Research Paper Volume 7, Issue 6 pp 419—434

Figure 1. Monomeric FP released from dFP::LGG-1 correlates with autophagic flux. (A) Yeast and nematode constructs were made by fusing a double fluorescent protein module, dFP, to ATG8 (yeast) or LGG-1 (nematode). The dFP contained two fluorescent proteins (labeled FP) separated by a protease-sensitive flexible linker. (B) The dFP Atg8/LGG-1 constructs are recruited to the growing autophagosome. Upon fusion of the autophagosome with the lysosome, the dFP is cleaved by lysosomal proteases, releasing soluble FP monomers.
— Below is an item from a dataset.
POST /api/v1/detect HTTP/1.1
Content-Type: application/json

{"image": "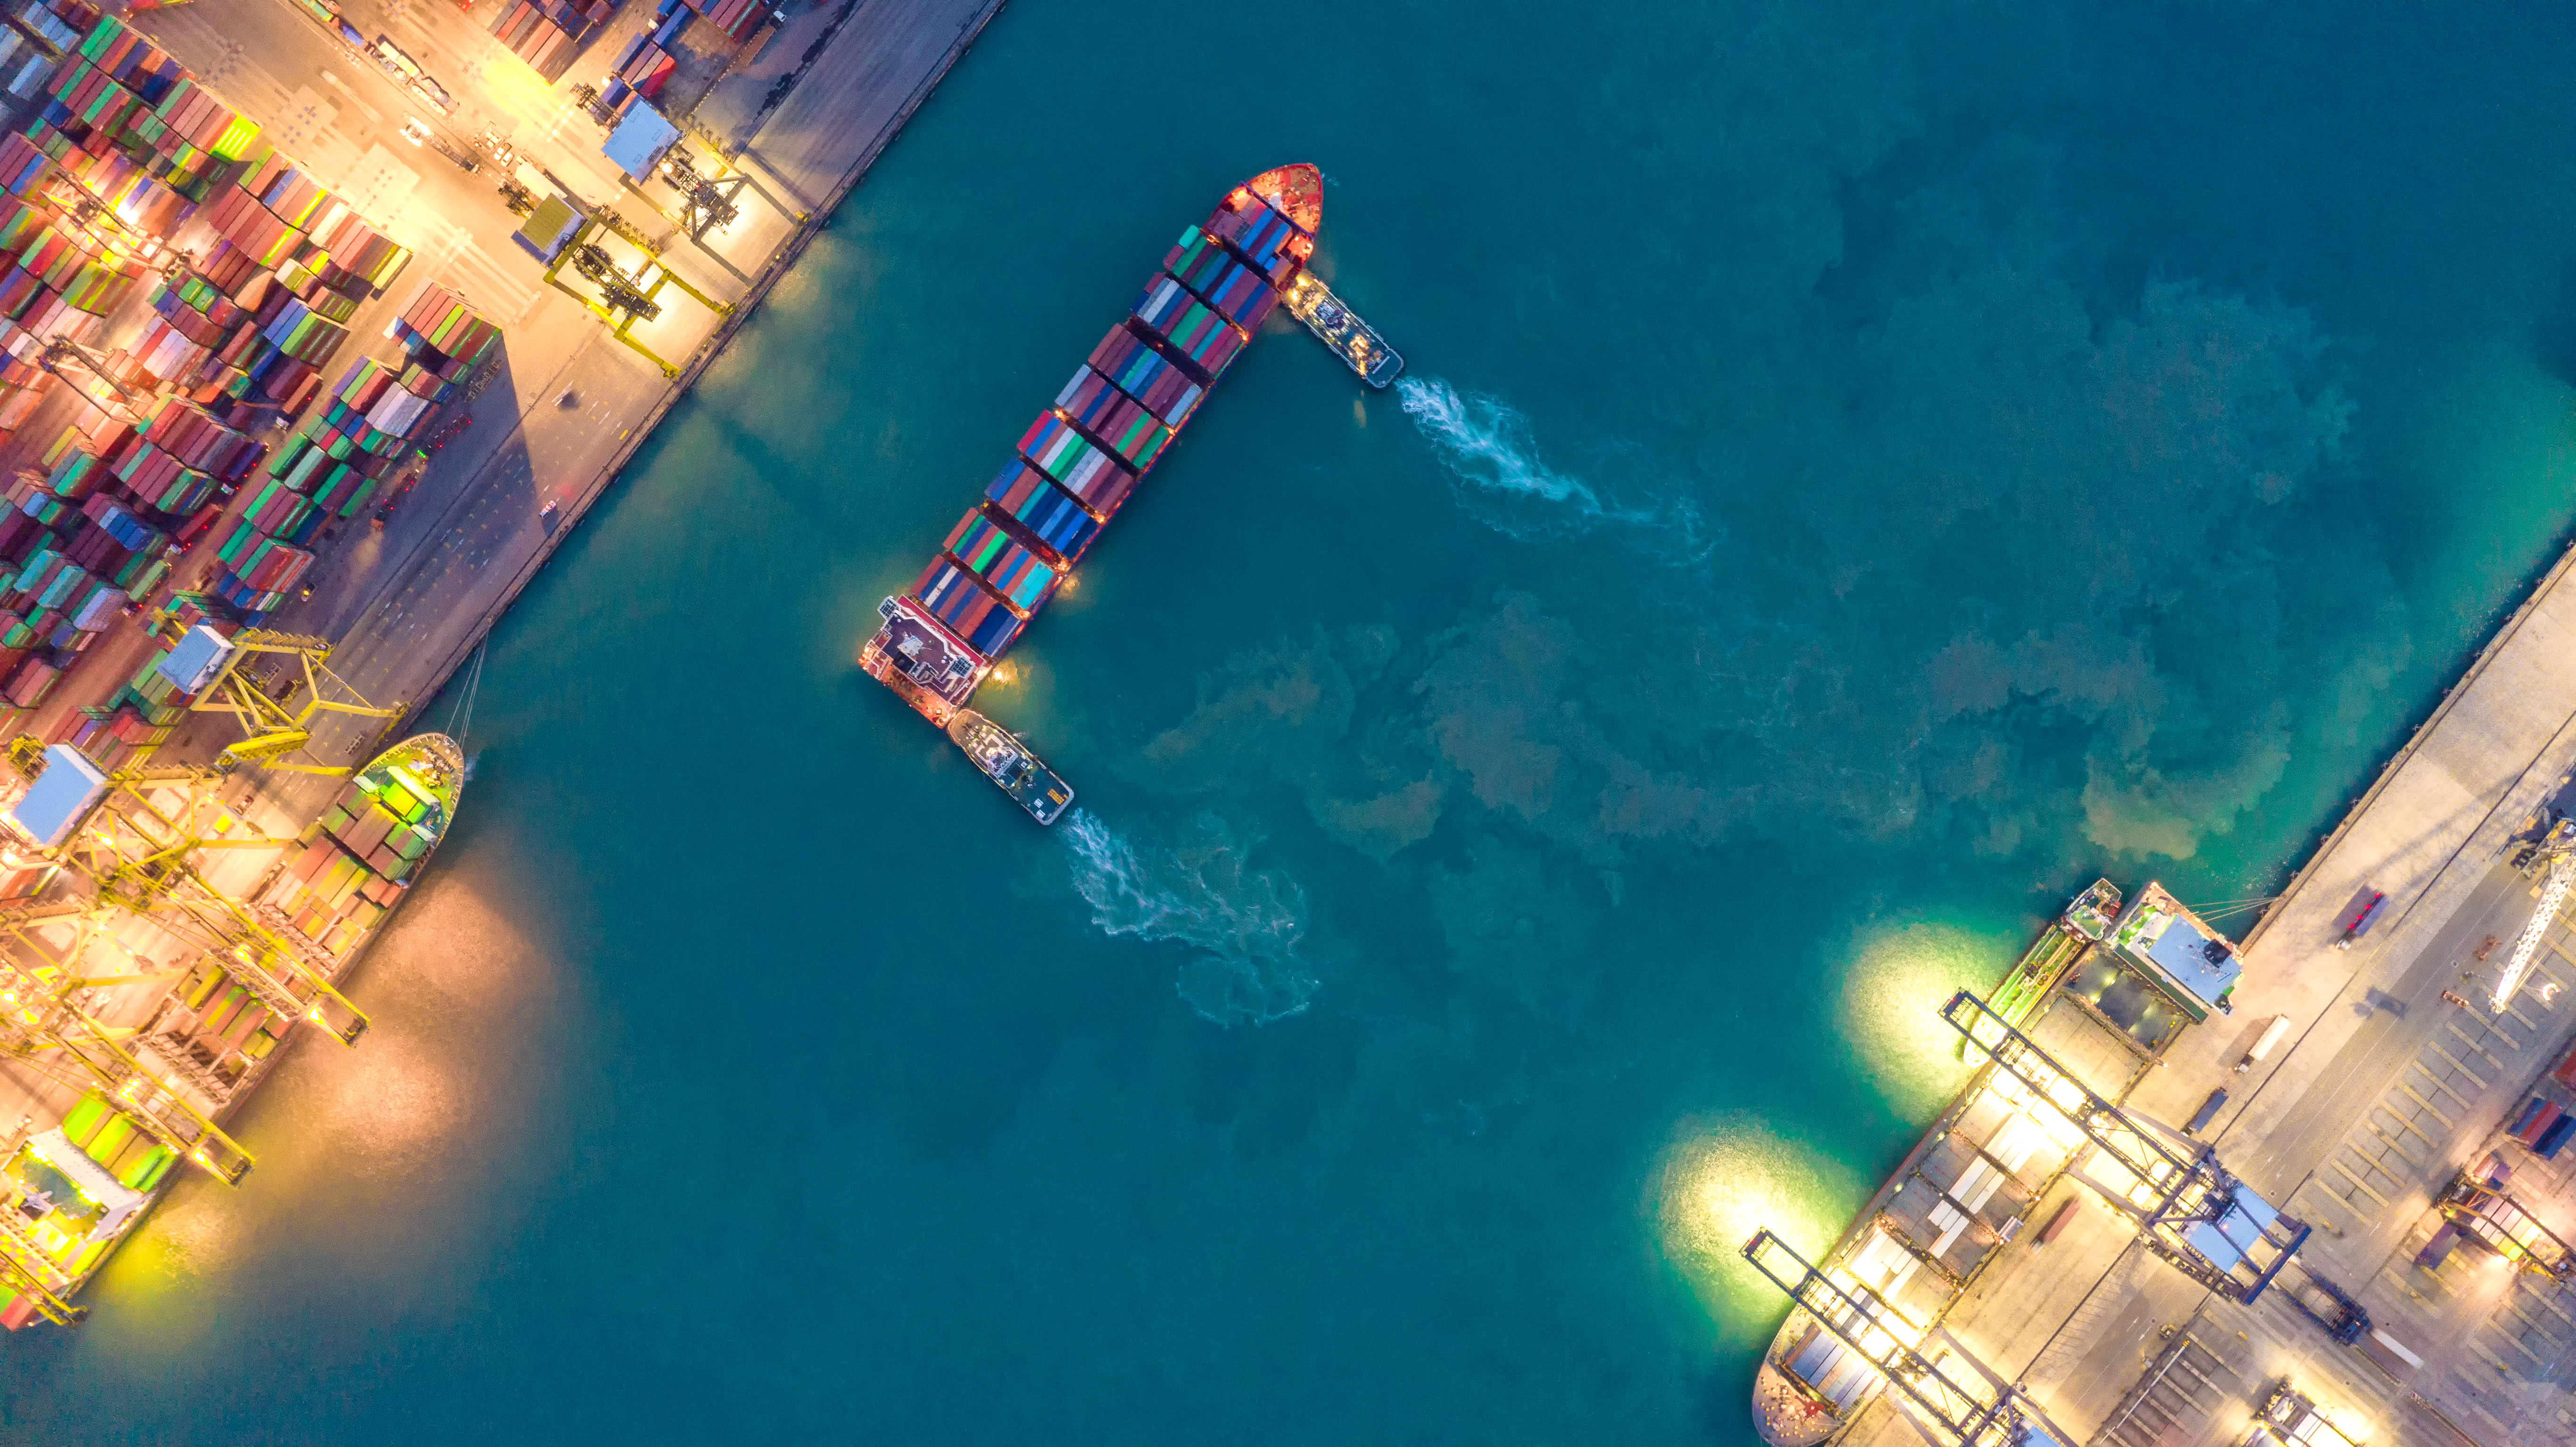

These monomers are fairly stable, but will eventually be further degraded by proteaolysis in the lysosome. (C) S. cerevisiae expressing dFP::ATG8 showed a time-dependent increase in mFP abundance with 2 or 4 hours of nitrogen starvation. (D) The number of dFP punctae in seam cells of L3 nematodes expressing dFP::LGG-1 from extrachromosomal arrays was reduced when the nematodes were treated with bec-1 RNAi to impair autophagy, as has been previously observed for GFP::LGG-1 [14]. Error bars represent standard error, asterisk for p<0.05. (E) C. elegans with extrachromosomal arrays expressing either eft-3p::dFP::LGG-1 or lgg-1p::GFP::LGG-1 show mFP release. Full-length dFP::LGG-1 is present at 73kDa, GFP-LGG-1 at 40kDa, and the monomers of GFP or mFP are present at 25kDa. The accumulation of mFP was inhibited by treatment with bec-1 RNAi (lanes 2 and 4). The accumulation of mFP in animals grown on control RNAi food is shown in lanes 1 and 3.